Air Sénégal : dettes énormes, flotte réduite et lignes suspendues dès le 1er mai

Alors que le pays s’apprête à accueillir les Jeux Olympiques de la Jeunesse en octobre 2026, Air Sénégal traverse une grosse crise. La compagnie nationale se trouve aujourd’hui dans l’obligation de revoir complètement ses ambitions à la baisse. Selon L’Obs, l’endettement constitue le premier facteur. Lors de la prise de fonction de l’équipe dirigeante actuelle en août 2024, le diagnostic était déjà alarmant avec une dette globale de 118 milliards de Fcfa, décomposée en 52 milliards dus à des partenaires privés et 66 milliards contractés auprès de structures publiques. Mais loin de s’apaiser, la situation s’est encore dégradée, la dette envers LAS, l’AIBD SA et l’ANACIM atteignant aujourd’hui 94 milliards de FCFA.

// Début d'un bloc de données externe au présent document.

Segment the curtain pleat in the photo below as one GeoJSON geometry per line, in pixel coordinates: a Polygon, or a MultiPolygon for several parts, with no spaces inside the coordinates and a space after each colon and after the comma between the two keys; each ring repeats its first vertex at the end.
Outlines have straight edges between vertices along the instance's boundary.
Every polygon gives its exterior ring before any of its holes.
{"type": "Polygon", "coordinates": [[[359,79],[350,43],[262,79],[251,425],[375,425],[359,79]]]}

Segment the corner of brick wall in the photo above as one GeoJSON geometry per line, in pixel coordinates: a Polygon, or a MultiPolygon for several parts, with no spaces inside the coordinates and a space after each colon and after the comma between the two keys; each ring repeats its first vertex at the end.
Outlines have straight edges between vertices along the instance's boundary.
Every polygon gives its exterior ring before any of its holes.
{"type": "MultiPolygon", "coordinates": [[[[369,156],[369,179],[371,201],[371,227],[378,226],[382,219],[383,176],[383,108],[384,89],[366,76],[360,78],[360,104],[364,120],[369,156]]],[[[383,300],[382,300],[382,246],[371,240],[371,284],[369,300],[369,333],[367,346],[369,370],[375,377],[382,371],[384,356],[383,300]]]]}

À cela s’ajoutent, selon le journal, des pertes cumulées vertigineuses de 139 à 149 milliards de FCFA pour les seuls exercices 2022 et 2023. Les fonds propres de la compagnie affichent un solde négatif de 137 milliards de FCFA. Pour tenter de sortir de cette ornière, l’État avait prévu dans le projet de loi de finances 2026 une enveloppe de 66 milliards de FCFA destinée à l’achat de deux nouveaux avions. Mais ces fonds, dont le déblocage traîne, sont aujourd’hui bloqués et ne permettent pas de résoudre l’urgence.

Avec une flotte réduite au strict minimum, la moindre panne ou difficulté technique devient une catastrophe. Air Sénégal dispose actuellement de seulement trois avions en service, tous loués, sans aucune marge de manœuvre en cas d’aléa. Un constat que les dirigeants ne cachent plus, reconnaissant que lorsqu’un seul appareil est immobilisé, c’est toute la toile régionale qui se déchire et que la ligne vitale vers Paris se retrouve clouée au sol. Pour tenter de contenir des coûts devenus intenables, la compagnie a décidé de passer à deux Boeing 737 en mode Acmi, une formule de location comprenant l’aéronef, l’équipage, la maintenance et l’assurance. Sur la liaison Paris-Dakar, Air Sénégal a déjà réduit sa voilure en remplaçant ses Airbus A330-900neo à plus haute capacité par un Boeing 737-800 exploité dans le cadre de cet accord. Cette décision, si elle permet de limiter la casse à court terme, n’en demeure pas moins un recul stratégique. Par ailleurs, la flotte étant réduite au terme d’un mode de gestion externalisé, plusieurs lignes au départ de l’aéroport Blaise Diagne de Dakar doivent être suspendues à compter du 1er mai.

Le kérosène est l’autre facteur d’asphyxie, pesant chaque mois pour près de deux milliards de Fcfa sur les comptes de la compagnie. Face à cette facture salée, Air Sénégal lance un appel à l’État et à la SAR, la Société africaine de raffinage, pour obtenir un tarif préférentiel sur le Jet A1. Cette mesure, si elle était acceptée, allégerait un peu la pression mais ne résoudrait pas les problèmes de fond. Pour assurer la continuité sur les long-courriers, la compagnie a dû activer un plan B sur l’axe Paris-Dakar afin d’éviter toute rupture de service.

La direction générale essaie coûte que coûte de garder le cap. Elle rappelle que des efforts ont été accomplis, avec une réduction du déficit de 24 % entre 2024 et 2025 et une baisse des charges d’exploitation de 11,5 %. Les salaires des employés continuent d’être payés sans recours à l’État.